An investor who came across these debentures might look up the financials of Fortress Paper and they would not be surprised to find a money-losing company that carries a substantial amount of secured debt on its balance sheet. Seeing that this company, which manufactures banknotes in Switzerland and specialty wood pulp in Canada, appears to be destined for a painful restructuring, most investors would not spend any additional time analyzing this investment. So what do we see here that others don’t?
Delving into the corporate structure of Fortress Paper Ltd. (TSE:FTP) (OTCMKTS:FTPLF), it turns out that all of the secured debt is held at the Canadian pulp subsidiary, which is also the division responsible for the losses on the income statement. Importantly, this debt is actually non-recourse to the parent company. In effect, Fortress Paper can “turn in the keys” and walk away from the entire pulp subsidiary and associated debt secured by the pulp assets. This would leave only the valuable banknote printing business, a reasonable debt-load, and enough cash on hand to pay off these debentures in full. From this perspective, an investment in these debentures carries almost no risk.

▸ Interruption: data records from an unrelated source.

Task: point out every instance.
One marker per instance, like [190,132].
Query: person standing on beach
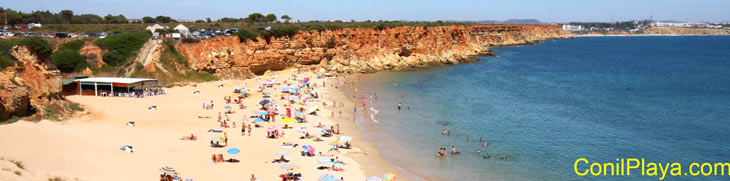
[243,129]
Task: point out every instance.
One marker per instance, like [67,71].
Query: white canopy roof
[114,80]
[181,27]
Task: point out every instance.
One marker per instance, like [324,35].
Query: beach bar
[109,86]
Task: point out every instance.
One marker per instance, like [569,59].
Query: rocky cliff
[29,89]
[358,50]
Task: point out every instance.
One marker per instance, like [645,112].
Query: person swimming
[453,150]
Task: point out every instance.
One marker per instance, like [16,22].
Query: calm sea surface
[664,99]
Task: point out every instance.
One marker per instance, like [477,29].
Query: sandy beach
[88,147]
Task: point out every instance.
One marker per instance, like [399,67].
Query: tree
[163,19]
[148,19]
[270,17]
[67,15]
[69,60]
[255,17]
[286,18]
[38,45]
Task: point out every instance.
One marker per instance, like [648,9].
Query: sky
[413,10]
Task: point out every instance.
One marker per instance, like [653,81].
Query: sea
[665,99]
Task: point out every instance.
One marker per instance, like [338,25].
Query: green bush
[246,34]
[38,45]
[75,108]
[73,45]
[190,40]
[68,60]
[121,47]
[106,68]
[5,63]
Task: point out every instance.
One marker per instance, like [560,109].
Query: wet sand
[87,147]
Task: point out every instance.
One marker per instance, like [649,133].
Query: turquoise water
[664,99]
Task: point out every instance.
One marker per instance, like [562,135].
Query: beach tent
[154,28]
[182,29]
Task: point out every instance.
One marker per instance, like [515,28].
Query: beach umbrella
[289,166]
[345,138]
[168,170]
[388,177]
[374,179]
[264,102]
[312,109]
[282,153]
[233,151]
[323,160]
[326,177]
[258,120]
[271,128]
[308,148]
[288,120]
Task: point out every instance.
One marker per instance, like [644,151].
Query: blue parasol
[233,151]
[258,120]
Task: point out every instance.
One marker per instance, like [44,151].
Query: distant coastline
[608,35]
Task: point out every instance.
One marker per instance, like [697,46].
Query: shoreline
[86,147]
[618,35]
[370,166]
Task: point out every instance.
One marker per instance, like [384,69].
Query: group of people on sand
[442,151]
[303,96]
[170,177]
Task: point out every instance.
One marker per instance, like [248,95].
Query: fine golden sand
[87,147]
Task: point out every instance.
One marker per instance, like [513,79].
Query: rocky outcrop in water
[359,50]
[29,89]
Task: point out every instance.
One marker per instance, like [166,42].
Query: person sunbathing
[232,160]
[191,137]
[333,168]
[282,159]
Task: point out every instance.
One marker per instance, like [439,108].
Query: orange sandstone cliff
[359,50]
[29,89]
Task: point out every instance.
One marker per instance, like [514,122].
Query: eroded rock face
[29,88]
[93,55]
[359,50]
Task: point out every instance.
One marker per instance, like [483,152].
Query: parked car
[62,35]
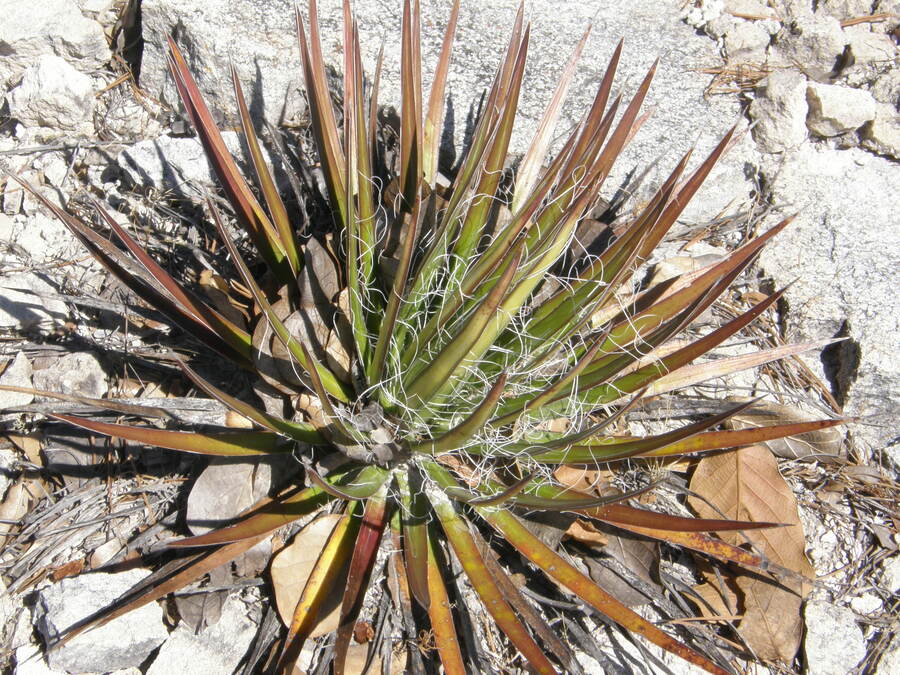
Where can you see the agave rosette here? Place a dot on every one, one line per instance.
(445, 353)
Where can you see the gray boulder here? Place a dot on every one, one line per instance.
(218, 648)
(32, 29)
(843, 252)
(814, 42)
(882, 135)
(53, 94)
(122, 643)
(834, 109)
(834, 643)
(779, 111)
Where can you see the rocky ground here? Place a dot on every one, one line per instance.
(89, 109)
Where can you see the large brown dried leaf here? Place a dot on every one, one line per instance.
(823, 444)
(292, 566)
(746, 485)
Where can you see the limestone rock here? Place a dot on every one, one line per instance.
(779, 111)
(79, 373)
(834, 643)
(53, 94)
(842, 251)
(882, 135)
(267, 58)
(889, 663)
(834, 109)
(32, 29)
(746, 41)
(870, 48)
(169, 162)
(122, 643)
(21, 309)
(815, 42)
(17, 374)
(845, 9)
(886, 87)
(216, 649)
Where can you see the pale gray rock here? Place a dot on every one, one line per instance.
(698, 14)
(171, 162)
(53, 94)
(882, 135)
(22, 309)
(32, 29)
(79, 373)
(720, 26)
(889, 663)
(747, 41)
(267, 58)
(812, 42)
(224, 490)
(122, 643)
(866, 48)
(886, 87)
(845, 9)
(13, 195)
(53, 167)
(834, 643)
(30, 661)
(843, 252)
(890, 575)
(218, 648)
(39, 238)
(748, 8)
(780, 110)
(17, 374)
(834, 109)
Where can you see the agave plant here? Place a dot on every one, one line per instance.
(459, 327)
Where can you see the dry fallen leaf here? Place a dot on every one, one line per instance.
(746, 485)
(291, 568)
(716, 605)
(586, 533)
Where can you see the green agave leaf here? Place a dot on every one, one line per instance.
(298, 350)
(440, 614)
(414, 525)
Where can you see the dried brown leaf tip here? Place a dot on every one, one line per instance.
(435, 367)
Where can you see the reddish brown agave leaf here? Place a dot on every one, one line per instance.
(441, 616)
(557, 568)
(228, 444)
(241, 197)
(193, 571)
(318, 586)
(484, 584)
(374, 519)
(265, 517)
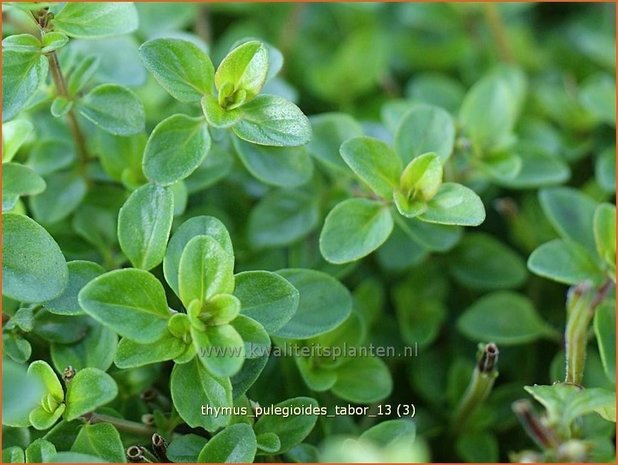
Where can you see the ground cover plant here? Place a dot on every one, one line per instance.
(308, 232)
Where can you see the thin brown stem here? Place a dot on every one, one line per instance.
(61, 86)
(582, 302)
(498, 31)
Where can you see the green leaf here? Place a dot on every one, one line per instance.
(14, 134)
(605, 234)
(316, 377)
(82, 74)
(605, 169)
(276, 166)
(61, 106)
(501, 167)
(175, 148)
(605, 331)
(482, 262)
(282, 217)
(205, 269)
(324, 304)
(257, 353)
(268, 442)
(293, 429)
(220, 349)
(114, 109)
(267, 298)
(390, 431)
(436, 89)
(566, 402)
(95, 349)
(235, 444)
(180, 67)
(242, 74)
(274, 121)
(53, 41)
(49, 156)
(89, 389)
(503, 317)
(565, 262)
(330, 130)
(64, 192)
(133, 354)
(64, 329)
(41, 419)
(40, 451)
(191, 387)
(16, 348)
(538, 169)
(129, 301)
(218, 117)
(216, 166)
(33, 267)
(13, 454)
(22, 75)
(185, 448)
(477, 447)
(95, 20)
(354, 229)
(45, 374)
(80, 273)
(21, 43)
(423, 129)
(488, 113)
(374, 162)
(144, 224)
(21, 392)
(18, 180)
(571, 213)
(429, 236)
(363, 380)
(256, 339)
(420, 323)
(196, 226)
(75, 457)
(598, 96)
(419, 183)
(455, 204)
(100, 440)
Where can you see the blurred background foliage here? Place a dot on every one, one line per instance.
(359, 59)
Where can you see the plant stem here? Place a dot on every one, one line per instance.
(480, 386)
(582, 301)
(121, 424)
(544, 437)
(498, 31)
(60, 82)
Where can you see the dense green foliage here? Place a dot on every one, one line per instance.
(197, 196)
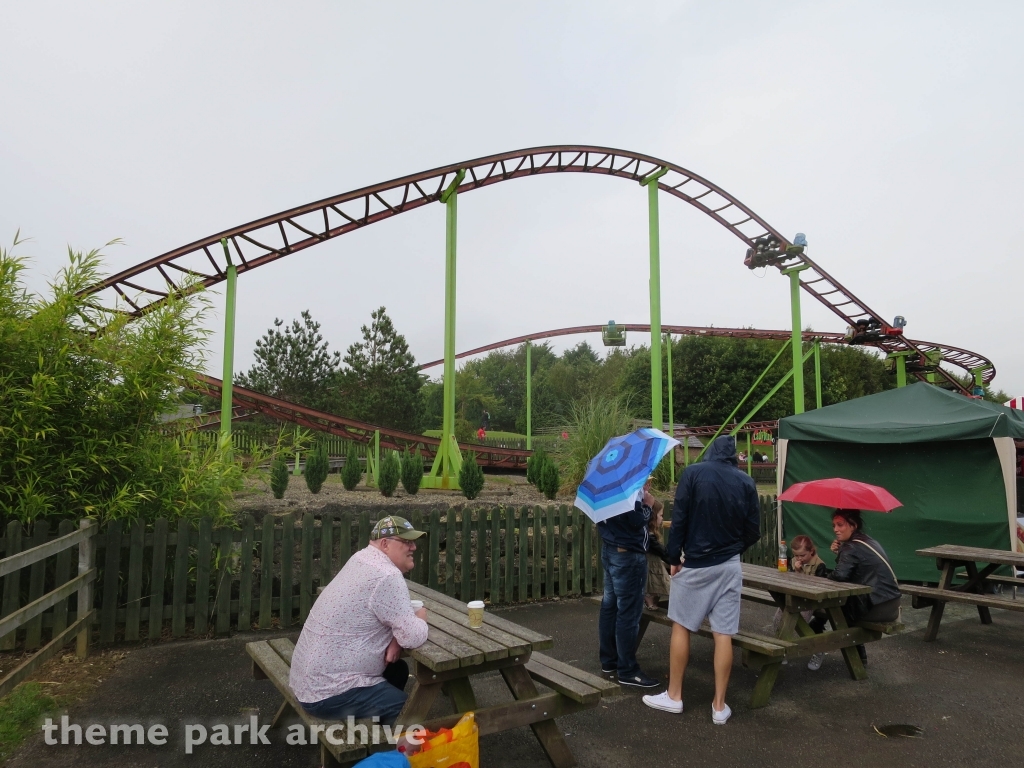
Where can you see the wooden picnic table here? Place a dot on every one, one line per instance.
(454, 653)
(949, 558)
(793, 593)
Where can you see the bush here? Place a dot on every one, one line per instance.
(534, 463)
(317, 466)
(83, 390)
(412, 472)
(279, 477)
(351, 473)
(389, 473)
(549, 480)
(470, 476)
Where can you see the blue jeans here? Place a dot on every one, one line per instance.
(385, 699)
(625, 577)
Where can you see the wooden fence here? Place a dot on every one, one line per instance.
(33, 564)
(182, 580)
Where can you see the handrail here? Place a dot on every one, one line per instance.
(29, 556)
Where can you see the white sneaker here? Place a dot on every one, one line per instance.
(662, 701)
(720, 718)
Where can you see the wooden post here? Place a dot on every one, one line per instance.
(86, 562)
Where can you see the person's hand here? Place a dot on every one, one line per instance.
(392, 652)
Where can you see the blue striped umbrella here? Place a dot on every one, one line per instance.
(616, 474)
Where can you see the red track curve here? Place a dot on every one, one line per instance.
(271, 238)
(735, 333)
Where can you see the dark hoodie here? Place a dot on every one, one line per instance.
(717, 514)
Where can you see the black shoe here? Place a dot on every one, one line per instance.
(640, 681)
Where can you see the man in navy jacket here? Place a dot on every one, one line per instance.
(624, 556)
(715, 518)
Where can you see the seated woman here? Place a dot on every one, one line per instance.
(860, 559)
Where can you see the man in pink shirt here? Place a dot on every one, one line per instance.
(347, 658)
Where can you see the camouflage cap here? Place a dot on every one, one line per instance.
(394, 526)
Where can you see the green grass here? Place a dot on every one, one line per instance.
(19, 716)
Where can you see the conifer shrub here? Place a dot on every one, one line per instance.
(317, 465)
(351, 473)
(549, 480)
(412, 472)
(534, 464)
(389, 473)
(470, 476)
(279, 477)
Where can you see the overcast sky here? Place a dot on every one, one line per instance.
(889, 132)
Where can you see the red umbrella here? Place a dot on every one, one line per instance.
(842, 494)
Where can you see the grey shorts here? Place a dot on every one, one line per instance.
(708, 593)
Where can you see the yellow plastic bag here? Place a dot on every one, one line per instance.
(458, 748)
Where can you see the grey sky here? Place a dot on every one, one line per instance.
(888, 132)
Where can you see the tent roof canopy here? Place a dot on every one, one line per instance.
(919, 413)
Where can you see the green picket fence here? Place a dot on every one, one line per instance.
(183, 580)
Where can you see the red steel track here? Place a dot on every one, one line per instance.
(733, 333)
(266, 240)
(249, 401)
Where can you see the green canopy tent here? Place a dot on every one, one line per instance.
(949, 459)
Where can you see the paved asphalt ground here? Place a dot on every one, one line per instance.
(966, 690)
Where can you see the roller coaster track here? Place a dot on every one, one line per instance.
(248, 402)
(733, 333)
(203, 263)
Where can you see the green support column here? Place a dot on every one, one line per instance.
(448, 462)
(529, 398)
(817, 373)
(798, 365)
(656, 415)
(901, 371)
(225, 391)
(672, 426)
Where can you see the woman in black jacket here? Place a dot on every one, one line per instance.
(860, 559)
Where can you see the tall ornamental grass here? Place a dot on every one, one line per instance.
(594, 421)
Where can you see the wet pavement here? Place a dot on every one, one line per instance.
(966, 690)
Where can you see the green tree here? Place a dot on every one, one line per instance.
(470, 476)
(549, 481)
(412, 472)
(296, 365)
(279, 477)
(381, 381)
(351, 473)
(317, 467)
(390, 472)
(83, 395)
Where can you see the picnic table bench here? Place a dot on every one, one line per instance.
(793, 593)
(454, 652)
(949, 558)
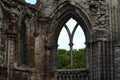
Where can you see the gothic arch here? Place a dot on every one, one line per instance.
(62, 15)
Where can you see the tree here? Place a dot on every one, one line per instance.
(79, 58)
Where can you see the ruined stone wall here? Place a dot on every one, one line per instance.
(28, 36)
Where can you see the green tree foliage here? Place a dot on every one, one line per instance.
(79, 59)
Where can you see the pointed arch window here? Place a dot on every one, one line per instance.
(71, 38)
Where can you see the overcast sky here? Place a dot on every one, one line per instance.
(78, 40)
(63, 42)
(31, 1)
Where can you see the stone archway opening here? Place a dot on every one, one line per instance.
(71, 46)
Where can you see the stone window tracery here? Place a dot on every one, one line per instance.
(71, 30)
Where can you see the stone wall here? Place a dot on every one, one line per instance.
(29, 33)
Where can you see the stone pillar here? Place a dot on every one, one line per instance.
(99, 56)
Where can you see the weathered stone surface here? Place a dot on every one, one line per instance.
(29, 34)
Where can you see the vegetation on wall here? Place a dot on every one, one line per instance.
(79, 59)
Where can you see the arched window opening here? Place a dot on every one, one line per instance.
(31, 1)
(71, 50)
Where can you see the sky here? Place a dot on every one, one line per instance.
(63, 41)
(31, 1)
(78, 40)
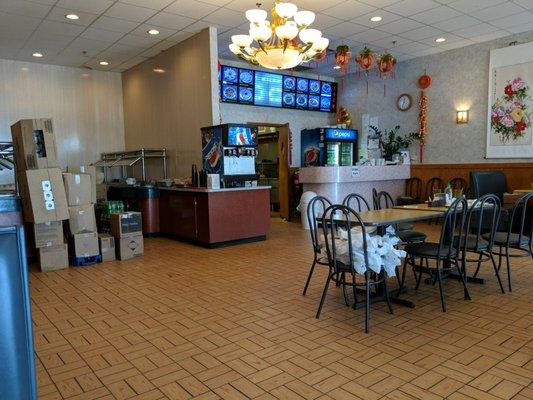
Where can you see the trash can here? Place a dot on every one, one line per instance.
(302, 207)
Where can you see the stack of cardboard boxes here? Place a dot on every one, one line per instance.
(126, 227)
(41, 187)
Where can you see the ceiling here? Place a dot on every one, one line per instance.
(116, 30)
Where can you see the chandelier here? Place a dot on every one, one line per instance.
(284, 43)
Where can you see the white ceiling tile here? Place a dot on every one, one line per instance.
(451, 25)
(436, 15)
(114, 24)
(349, 10)
(401, 25)
(25, 8)
(467, 6)
(129, 12)
(58, 14)
(498, 11)
(101, 35)
(409, 7)
(92, 6)
(154, 4)
(170, 21)
(192, 9)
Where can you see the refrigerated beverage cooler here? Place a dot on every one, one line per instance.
(329, 146)
(230, 150)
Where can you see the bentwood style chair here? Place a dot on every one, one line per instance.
(445, 253)
(337, 217)
(316, 207)
(515, 237)
(483, 214)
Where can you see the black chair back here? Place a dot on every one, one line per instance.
(485, 182)
(383, 200)
(453, 224)
(356, 202)
(413, 188)
(517, 220)
(483, 215)
(316, 207)
(338, 217)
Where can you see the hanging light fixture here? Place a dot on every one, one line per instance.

Of course, we don’t have a monopoly on the ability to read through company filings and we must compete with many intelligent analysts. This means that for our thesis to be correct – that this investment actually carries very little risk and we will be paid all of the interest payments and the full principal amount owed to us – we would expect there to be some other reason that no one else has discovered this opportunity.
In fact, there are three reasons why intelligent analysts have not already bid up the price of these debentures to a level at which we would no longer find them attractive. First, at only C$35 million in total face value, this is a tiny issue by fixed income standards that on many days does not even trade. Because of this, the vast majority of professional investors are simply managing too much money to “waste their time” looking at an investment like this. Second, these debentures are not registered for sale to private investors in the United States, so only institutional investors (like Snyder Brown Capital, LP) can purchase them in the US. Third, management has specifically stated that they have no current intention to shut down the money losing and debt-laden pulp subsidiary.
Because most sophisticated investors cannot purchase these debentures even if they did bother to read the filings, almost no one is paying attention to what management will do versus what they say about the money-losing pulp division. As it turns out, the debt securing this facility was provided by a Canadian government entity as a means of stimulating local employment. Examination of past actions by this government entity shows that in the current situation, it is likely to relax the terms of this debt and potentially provide additional financing to modernize this mill so that it will become profitable. Because this division likely has a bright future in a few years and the Canadian government is potentially willing to fund any operating losses in the meantime, management has a large incentive to paint a picture of overall financial distress (no open market repurchases of stock or debentures despite an authorization and cash on hand) and to talk about keeping this mill open as a priority.